Parametric design in AEC industry

AEC industry problems

Architecture, Engineering and Construction industry is one of the least digitalized ones. Below them, there is only agriculture and hunting. This low level of digitization decreases the potential profit. The reason for low level of digitization is the fact that most of the buildings are still built on site and by relatively low educated workers. This creates a gap between the design possibilities that exist today and the construction processes. Although there is a strong tendency to move to off-site fabrication and decrease the construction impact, in order to control all these more complex production technologies, it is necessary to create a better digital connection between the design and fabrication.

The same issue of outdated construction process is visible on the graph of productivity by different industries. There is a new mechanization available on the site, which should speed up the process, but there are also new and more complex building systems (air conditioning, maintenance equipment etc). The buildings are becoming more complex than ever, but the design and construction are remaining the same. The industries that construction industry is trying to copy are naval and aerospace engineering. Both of these moved from custom built units to modular digitally controlled production in factories.

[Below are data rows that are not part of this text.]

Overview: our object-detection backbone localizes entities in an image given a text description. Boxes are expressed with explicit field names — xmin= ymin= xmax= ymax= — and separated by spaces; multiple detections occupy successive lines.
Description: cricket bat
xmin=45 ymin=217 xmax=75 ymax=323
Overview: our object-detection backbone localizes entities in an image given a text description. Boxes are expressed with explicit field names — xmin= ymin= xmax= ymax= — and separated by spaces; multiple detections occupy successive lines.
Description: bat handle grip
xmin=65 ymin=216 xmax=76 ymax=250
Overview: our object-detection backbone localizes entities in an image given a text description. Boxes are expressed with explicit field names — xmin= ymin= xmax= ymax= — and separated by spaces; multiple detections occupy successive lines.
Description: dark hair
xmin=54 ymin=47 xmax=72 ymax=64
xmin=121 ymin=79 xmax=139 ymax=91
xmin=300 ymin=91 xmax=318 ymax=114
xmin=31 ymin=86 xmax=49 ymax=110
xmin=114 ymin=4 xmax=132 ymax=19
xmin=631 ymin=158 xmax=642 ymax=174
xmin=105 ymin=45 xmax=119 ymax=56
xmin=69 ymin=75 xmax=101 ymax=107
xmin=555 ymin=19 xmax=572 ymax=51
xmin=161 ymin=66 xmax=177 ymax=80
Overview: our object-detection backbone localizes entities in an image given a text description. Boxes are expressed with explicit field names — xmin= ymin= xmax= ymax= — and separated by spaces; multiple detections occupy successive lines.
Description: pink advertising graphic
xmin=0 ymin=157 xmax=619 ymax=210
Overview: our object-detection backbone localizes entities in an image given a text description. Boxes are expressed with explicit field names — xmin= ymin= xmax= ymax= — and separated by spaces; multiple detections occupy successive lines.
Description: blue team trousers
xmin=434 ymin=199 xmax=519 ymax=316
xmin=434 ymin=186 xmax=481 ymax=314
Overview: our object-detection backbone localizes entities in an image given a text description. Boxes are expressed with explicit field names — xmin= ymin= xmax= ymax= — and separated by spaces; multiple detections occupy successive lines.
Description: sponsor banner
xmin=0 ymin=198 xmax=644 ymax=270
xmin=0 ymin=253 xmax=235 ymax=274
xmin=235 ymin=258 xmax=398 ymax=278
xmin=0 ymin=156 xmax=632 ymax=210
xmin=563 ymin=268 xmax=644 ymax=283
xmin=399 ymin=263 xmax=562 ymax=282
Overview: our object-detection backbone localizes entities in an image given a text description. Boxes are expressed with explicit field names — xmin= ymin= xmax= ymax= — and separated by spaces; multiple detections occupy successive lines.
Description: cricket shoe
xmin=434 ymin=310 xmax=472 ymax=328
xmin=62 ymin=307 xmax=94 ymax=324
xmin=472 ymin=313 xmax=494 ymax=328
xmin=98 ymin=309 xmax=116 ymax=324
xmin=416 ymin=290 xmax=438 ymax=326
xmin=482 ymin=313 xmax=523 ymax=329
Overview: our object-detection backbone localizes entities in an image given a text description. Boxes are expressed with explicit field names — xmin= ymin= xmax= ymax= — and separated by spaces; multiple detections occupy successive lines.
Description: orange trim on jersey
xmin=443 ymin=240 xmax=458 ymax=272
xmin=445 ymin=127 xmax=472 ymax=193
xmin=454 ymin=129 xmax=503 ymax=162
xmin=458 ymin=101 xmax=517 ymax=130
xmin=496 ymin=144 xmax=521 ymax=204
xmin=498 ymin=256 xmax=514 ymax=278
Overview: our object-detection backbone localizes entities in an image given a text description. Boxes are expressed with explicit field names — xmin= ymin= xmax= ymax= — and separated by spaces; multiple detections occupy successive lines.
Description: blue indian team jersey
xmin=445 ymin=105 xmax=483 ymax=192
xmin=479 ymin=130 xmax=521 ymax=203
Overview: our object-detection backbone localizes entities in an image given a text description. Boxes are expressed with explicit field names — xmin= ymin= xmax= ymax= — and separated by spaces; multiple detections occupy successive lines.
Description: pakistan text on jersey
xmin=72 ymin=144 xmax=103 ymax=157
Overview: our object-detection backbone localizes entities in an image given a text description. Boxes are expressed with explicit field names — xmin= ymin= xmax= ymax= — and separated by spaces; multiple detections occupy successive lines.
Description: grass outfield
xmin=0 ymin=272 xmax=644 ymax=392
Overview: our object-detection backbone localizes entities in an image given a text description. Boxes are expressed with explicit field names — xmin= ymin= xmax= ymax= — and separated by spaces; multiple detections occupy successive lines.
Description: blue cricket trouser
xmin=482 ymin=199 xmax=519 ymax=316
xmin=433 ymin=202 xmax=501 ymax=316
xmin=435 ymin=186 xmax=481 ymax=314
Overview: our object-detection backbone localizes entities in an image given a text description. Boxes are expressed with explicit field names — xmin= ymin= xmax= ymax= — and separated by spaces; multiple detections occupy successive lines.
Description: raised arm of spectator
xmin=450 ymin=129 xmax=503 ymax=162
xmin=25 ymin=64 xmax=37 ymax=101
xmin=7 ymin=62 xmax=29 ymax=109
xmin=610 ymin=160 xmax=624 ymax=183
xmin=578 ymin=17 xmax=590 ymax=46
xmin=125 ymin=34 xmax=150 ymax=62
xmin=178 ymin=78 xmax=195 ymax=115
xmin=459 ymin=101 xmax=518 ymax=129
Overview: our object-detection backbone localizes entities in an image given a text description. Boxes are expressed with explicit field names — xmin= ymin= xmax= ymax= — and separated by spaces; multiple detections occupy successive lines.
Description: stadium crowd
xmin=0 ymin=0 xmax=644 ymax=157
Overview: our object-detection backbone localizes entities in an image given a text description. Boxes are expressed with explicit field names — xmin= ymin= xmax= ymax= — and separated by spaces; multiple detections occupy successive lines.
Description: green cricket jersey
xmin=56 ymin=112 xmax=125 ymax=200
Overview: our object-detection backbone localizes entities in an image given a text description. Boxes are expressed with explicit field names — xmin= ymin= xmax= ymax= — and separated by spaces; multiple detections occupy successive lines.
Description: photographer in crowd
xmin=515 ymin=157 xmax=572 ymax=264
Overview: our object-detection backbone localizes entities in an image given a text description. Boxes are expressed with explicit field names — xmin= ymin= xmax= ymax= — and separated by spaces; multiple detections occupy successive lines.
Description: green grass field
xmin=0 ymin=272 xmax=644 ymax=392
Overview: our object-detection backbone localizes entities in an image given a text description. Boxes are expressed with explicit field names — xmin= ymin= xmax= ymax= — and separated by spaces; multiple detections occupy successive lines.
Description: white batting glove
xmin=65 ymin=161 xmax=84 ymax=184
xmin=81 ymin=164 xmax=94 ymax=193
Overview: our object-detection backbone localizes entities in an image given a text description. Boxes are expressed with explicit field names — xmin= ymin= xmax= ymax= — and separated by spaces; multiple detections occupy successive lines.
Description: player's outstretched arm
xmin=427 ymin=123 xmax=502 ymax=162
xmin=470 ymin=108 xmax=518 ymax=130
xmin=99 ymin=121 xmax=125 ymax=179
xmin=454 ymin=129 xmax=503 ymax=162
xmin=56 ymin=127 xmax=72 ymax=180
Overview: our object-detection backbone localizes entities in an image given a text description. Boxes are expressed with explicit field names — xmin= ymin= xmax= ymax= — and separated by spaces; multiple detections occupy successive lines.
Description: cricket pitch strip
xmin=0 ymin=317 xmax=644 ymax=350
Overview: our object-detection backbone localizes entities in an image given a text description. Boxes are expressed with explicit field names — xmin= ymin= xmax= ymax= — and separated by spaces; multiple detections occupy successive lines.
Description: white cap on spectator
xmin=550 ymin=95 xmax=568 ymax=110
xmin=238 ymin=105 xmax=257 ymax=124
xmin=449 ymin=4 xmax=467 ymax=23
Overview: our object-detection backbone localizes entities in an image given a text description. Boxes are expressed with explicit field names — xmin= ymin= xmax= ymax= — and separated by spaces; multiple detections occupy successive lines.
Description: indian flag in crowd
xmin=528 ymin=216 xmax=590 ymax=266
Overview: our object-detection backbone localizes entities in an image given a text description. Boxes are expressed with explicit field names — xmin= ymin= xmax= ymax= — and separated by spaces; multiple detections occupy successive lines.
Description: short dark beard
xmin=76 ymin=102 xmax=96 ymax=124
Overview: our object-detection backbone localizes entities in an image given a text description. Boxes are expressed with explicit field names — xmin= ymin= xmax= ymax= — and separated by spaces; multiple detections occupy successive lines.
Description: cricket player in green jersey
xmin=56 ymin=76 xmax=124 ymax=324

At the presented graph, the thin blue and red lines show potential impact of the design changes on the project and the cost of the changes. Their shape indicates that it is the easiest to make design changes early in the project and these changes will have the most impact and they will cost little. As the project moves forward, the changes become more expensive and there is a less possibility for impacting the final outcome. As an example, it is the easiest to change a form of the object while it is just a general model than in the later stages when most of the drawings are already prepared together with engineering elaborates (structural, mechanical, electrical etc). Changes later in the process require redoing a lot of material. The thick lines show how the changes are made in ideal case (brown) and today (black). Most of the changes today are done in the middle of the process, when the first elaborates and feedback arrive, but in that moment the possibilities to change something are decreased, so then the designers make these limited updates, but the general design is already defined. In the ideal case, early stage would also include some rough feedback and simulations, so the decisions are informed and backed by the data.

How Go Parametric helps?

The animation above shows this cyclical process of design, where the building form is defined at the beginning and the updated after each of the elaborates. Simply said, first the building form is generally defined. Then the quantity of materials is calculated, which can lead to update of the building form. Then there is a structural calculation of a new building form, which can also lead to change. Then this last version is used for energy simulation that can also bring process back to beginning if the results are not satisfactory… There are too many specific fields that impact the final solution and they are all included in the process quite late. All of this limits the design possibilities, since the architects tend to go with “safe” solutions which will require the least updates along the way. Parametric design allows inclusion of these simulations and the evaluations in the earliest stage. Through the use of algorithms it is possible to predict the building behavior in different fields. Although these predictions are not equally precise as the official elaborates, they eliminate the surprises in the later stages of the design process (or even in construction and use of the building).

With the use of algorithms it is possible to take the building through different fields and get an instant feedback on how the form impacts different aspects. Maybe slight change of certain dimensions or angles can have a big impact on the energy efficiency or structural stability, but usually these are the information that enter the process too late.

The second very useful tool used in Go Parametric design process is real time rendering. Although it is not defined as algorithmic design, it also decreases the risk of surprises when the building is already finished and brings better understanding and control of the design decisions.

How can Go Parametric help to the industry?

Leading early stage design decisions by including all requirements from the start through algorithms
Enabling countless iterations of the during the design process
Providing more precise early estimates on different building factors
Providing instant user experience and aesthetic feedback

Potential clients

Although the architectural studios are the most logical choice, the factories are the interesting one as well. In our current work, algorithms are incorporated in the design process because the membrane materials have special requirements. They must be curved in order to have maximum structural resistance. This trait is incorporated through algorithms and whichever design is produced and presented to client, it just has to be defined more precisely in later stages with minimal changes. Many new materials and building technologies have similar sort of requirements that are most easily included early. For example, curved glass is significantly more expensive than the straight one, so replacing complex curved segments with larger number of smaller but flat ones could save a lot of money. At the moment, these tools are used only in the large international companies, but there is a whole market of the firms that do not have the need for use of the algorithms all the time and could benefit from “external” parametric department.